The actual behavior of a hardware circuit is determined by the Boolean functions f of its combinational parts and by the wiring between combinational logic and flip-flop registers.

In addition to the actual input data, most circuits depend on a *clock signal*, a periodically changing high/low signal, to *synchronize* all circuit components. The *speed* of a hardware circuit is determined by the clock frequency, but also by the amount of work that the circuit can perform within each clock cycle.

# 3.1 Field-Programmable Gate Arrays

Field-programmable gate arrays (FPGAs) are also considered "sea of gate" devices that provide a large amount of generic logic gates (so-called *lookup tables*) as well as flip-flop registers. An FPGA can be  $programmed^4$  by defining (a) the logic function f for each lookup table and (b) the signal wiring in the programmable on-chip interconnect network.

Dedicated RAM is available on FPGAs in terms of socalled *Block RAM* (or BRAM). BRAM blocks can be allocated and integrated into a user circuit in chunks of a few kbits. For instance, the Xilinx XC5VLX110T FPGA chip we used for our experiments contains  $296 \times 18$  kbit of BRAM.

In this work we do *not* actually exploit the reprogrammability of the FPGA. Rather, we compile and upload a generic circuit once, *i.e.*, we program the FPGA once. The query workload, including any workload changes, then only affects configuration parameters within this circuit. Economic aspects aside (tailor-made chips have substantial manufacturing costs), our system could be implemented equally well as an *application-specific integrated circuit (ASIC)*.

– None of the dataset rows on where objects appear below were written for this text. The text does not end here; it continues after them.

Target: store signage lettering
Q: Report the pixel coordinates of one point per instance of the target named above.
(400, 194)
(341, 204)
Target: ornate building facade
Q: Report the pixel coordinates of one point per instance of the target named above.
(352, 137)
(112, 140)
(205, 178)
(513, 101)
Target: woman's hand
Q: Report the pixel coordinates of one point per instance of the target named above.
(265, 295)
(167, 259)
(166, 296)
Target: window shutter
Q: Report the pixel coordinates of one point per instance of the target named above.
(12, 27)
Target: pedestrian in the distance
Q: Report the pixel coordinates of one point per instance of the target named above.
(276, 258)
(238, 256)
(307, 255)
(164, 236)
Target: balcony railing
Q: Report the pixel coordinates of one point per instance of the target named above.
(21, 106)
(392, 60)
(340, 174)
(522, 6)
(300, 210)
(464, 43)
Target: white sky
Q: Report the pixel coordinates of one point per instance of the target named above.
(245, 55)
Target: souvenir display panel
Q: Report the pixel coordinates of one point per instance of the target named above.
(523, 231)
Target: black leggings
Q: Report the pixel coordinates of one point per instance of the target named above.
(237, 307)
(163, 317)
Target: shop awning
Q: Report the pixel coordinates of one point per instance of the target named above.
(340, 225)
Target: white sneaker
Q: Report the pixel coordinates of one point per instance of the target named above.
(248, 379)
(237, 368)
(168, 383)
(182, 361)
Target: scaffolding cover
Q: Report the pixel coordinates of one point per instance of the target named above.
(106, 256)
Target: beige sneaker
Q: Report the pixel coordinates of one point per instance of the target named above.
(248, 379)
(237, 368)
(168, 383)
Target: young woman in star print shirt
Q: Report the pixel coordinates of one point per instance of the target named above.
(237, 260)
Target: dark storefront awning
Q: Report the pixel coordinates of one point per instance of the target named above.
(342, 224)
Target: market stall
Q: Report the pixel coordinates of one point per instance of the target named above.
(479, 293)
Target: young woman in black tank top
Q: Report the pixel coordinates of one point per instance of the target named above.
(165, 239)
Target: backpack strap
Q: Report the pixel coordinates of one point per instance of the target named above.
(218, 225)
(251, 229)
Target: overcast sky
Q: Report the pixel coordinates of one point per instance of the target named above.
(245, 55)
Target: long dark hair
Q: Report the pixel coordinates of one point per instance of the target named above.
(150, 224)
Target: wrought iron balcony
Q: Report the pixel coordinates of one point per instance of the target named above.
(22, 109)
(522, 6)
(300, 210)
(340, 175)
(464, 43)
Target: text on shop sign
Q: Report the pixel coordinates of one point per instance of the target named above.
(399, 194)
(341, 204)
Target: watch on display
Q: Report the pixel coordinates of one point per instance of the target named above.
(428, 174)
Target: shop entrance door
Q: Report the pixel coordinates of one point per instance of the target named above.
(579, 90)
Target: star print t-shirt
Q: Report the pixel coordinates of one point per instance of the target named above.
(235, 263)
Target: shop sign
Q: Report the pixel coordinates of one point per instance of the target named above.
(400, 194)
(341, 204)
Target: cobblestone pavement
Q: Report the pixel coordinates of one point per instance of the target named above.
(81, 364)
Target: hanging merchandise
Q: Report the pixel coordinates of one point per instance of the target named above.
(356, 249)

In fact, the given FPGA hardware imposes rather tight constraints on the available resources and their distribution on the chip. Managing these constraints adds to the challenge of building a hardware circuit. In [9], the authors found that ASICs typically run more than three times faster than FPGAs, yet they dissipate only ½14 of the power. Similar advantages could be expected from an ASIC implementation of our work.

# 3.2 Finite-State Automata in Hardware

Finite-state automata can be mapped mechanically to a corresponding (but hard-wired) hardware implementation which, after compilation, can be uploaded onto an FPGA. Figure 4 illustrates this for the non-deterministic finite-state automaton that we saw earlier in Figure 3(b).

In a circuit generated this way, every automaton state is represented by a flip-flop register (labeled 'FF' in Figure 4).

<sup>&</sup>lt;sup>4</sup>FPGAs blur the distinction between "program" and "configuration." In this text, we "program" our chip once to determine the circuit it implements. When we only change parameters at runtime, we refer to this as "configuration."



Figure 4: Hardware implementation of the non-deterministic finite-state automaton in Figure 3(b).



Figure 5: XML projection engine. After parsing, the XML stream traverses a number of segment matchers that inform the serializer which document pieces to emit.

Wires between flip-flops implement state transitions. An 'and' gate along these wires ensures that the transition is taken whenever the originating state is active *and* a matching input symbol is seen.

)\* transitions are not conditioned on the input symbol (thus, there is no 'and' gate along their path). Whenever multiple transitions can activate at state, these must be combined using an 'or' gate, as seen at the inputs to states  $q_0$  and  $q_4$ .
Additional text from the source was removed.